What this ADR is NOT

  • Not a reframe-to-pass. The gate moves to DIFFERENT, BigFleet-controllable metrics — it does not loosen a threshold on the same uncontrollable metric. Coverage strictly increases: hop 5 (node-state-update) was a real uncovered hole, and the success-ratio gate closes the materialization-throughput hole that latency+shortfall gates miss under ADR-0052 crediting. Each new gate trips on a genuine future regression of its hop.
  • Not a definition change.
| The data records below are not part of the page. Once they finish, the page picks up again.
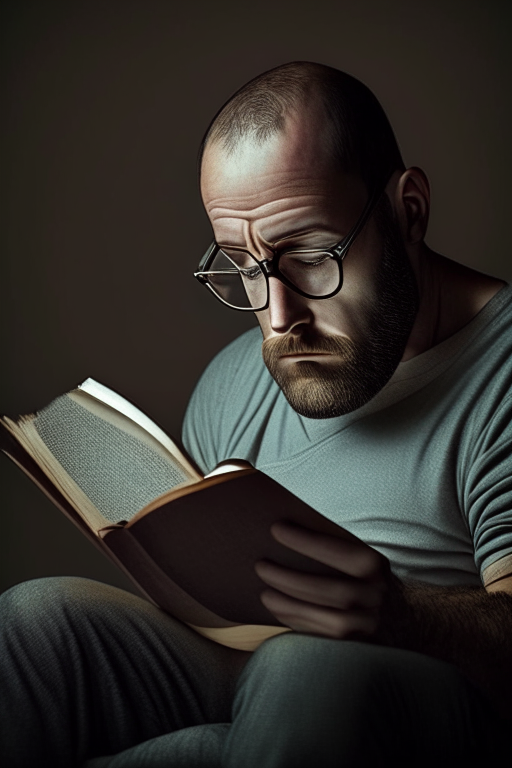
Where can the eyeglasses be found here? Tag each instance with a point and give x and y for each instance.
(239, 280)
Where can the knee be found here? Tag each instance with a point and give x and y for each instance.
(40, 601)
(308, 661)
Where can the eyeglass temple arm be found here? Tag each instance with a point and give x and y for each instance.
(205, 258)
(343, 247)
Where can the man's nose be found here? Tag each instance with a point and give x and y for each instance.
(286, 308)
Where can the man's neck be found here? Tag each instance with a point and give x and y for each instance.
(451, 295)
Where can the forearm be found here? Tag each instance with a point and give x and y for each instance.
(465, 626)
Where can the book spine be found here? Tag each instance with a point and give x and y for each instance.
(155, 584)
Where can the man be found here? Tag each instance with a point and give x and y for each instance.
(381, 395)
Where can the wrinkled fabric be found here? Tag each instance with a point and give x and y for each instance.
(93, 676)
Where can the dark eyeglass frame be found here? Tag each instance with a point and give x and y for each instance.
(270, 267)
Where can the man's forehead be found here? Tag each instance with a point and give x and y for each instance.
(299, 155)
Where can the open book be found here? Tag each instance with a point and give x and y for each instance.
(188, 542)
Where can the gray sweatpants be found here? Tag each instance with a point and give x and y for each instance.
(91, 675)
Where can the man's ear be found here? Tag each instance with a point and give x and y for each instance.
(412, 204)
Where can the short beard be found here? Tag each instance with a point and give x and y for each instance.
(320, 391)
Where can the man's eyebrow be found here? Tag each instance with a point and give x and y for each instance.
(293, 235)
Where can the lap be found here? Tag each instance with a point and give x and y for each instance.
(92, 668)
(331, 702)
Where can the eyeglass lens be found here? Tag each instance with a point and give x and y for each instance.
(238, 279)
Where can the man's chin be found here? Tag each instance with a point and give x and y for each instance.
(319, 393)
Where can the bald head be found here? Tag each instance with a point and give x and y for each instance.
(337, 111)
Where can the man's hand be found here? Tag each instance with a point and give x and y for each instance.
(353, 605)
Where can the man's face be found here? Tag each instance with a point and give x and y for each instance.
(328, 356)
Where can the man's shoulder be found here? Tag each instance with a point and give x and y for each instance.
(242, 352)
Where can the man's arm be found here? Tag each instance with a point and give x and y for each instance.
(470, 627)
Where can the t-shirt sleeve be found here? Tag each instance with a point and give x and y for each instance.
(488, 490)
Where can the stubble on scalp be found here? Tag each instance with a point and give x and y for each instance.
(320, 391)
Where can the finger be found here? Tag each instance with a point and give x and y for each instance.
(328, 622)
(354, 558)
(334, 592)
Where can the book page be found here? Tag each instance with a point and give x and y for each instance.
(134, 416)
(120, 468)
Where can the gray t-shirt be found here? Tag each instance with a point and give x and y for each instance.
(422, 473)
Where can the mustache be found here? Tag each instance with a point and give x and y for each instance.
(275, 348)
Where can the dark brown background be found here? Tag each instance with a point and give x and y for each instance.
(104, 107)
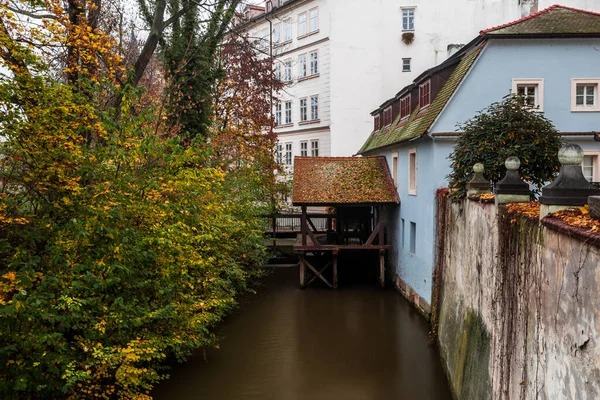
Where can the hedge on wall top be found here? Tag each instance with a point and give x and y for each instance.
(504, 129)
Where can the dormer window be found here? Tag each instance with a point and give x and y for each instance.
(387, 116)
(425, 94)
(405, 107)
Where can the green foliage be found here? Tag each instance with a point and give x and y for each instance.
(113, 256)
(505, 129)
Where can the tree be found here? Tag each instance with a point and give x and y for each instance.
(504, 129)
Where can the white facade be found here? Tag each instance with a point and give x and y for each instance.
(361, 55)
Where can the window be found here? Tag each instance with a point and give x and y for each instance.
(314, 107)
(387, 116)
(302, 24)
(278, 114)
(303, 110)
(302, 65)
(288, 112)
(403, 233)
(288, 154)
(425, 94)
(314, 148)
(412, 171)
(584, 96)
(413, 238)
(313, 16)
(279, 153)
(287, 71)
(395, 169)
(314, 62)
(304, 149)
(591, 166)
(287, 30)
(530, 91)
(278, 71)
(408, 19)
(405, 107)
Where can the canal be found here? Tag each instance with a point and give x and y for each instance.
(357, 343)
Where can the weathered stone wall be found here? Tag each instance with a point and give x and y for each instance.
(519, 312)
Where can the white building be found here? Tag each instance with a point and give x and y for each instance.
(342, 56)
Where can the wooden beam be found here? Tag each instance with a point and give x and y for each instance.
(303, 225)
(382, 268)
(321, 272)
(302, 272)
(315, 230)
(317, 273)
(335, 254)
(374, 234)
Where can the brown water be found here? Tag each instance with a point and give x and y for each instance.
(356, 343)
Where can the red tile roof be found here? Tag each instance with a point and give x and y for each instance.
(555, 19)
(342, 180)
ADR-0014/0017/0018/0028/0035 definitions stand; this changes the target shape and which metric the release verdict reads.
  • Not a change to the system under test. Harness-only (scaletest-runner + profile YAML). pkg/decision, pkg/shard, pkg/operator wire formats unchanged; static stability unchanged.
  • Not a scheduler cap. The end-to-end p99 stays uncapped and informational, per the author decision.

Validation

Climb the ladder (CLAUDE.md): make prevalidate (runner/profile compile + closed-loop sim) + the new pass() unit test -> go test ./test/scaletest/... + go build ./... + lint -> the devpod-side kind/dev-50 integration rung (confirm the four new gates appear GATED in summary.json, end-to-end p99 + raw-max appear but are NOT in the verdict, run passes on BigFleet’s deliverable; ratify the provisional posture numbers against the de-tailed actuals) -> re-greenlight uber-5k (#258).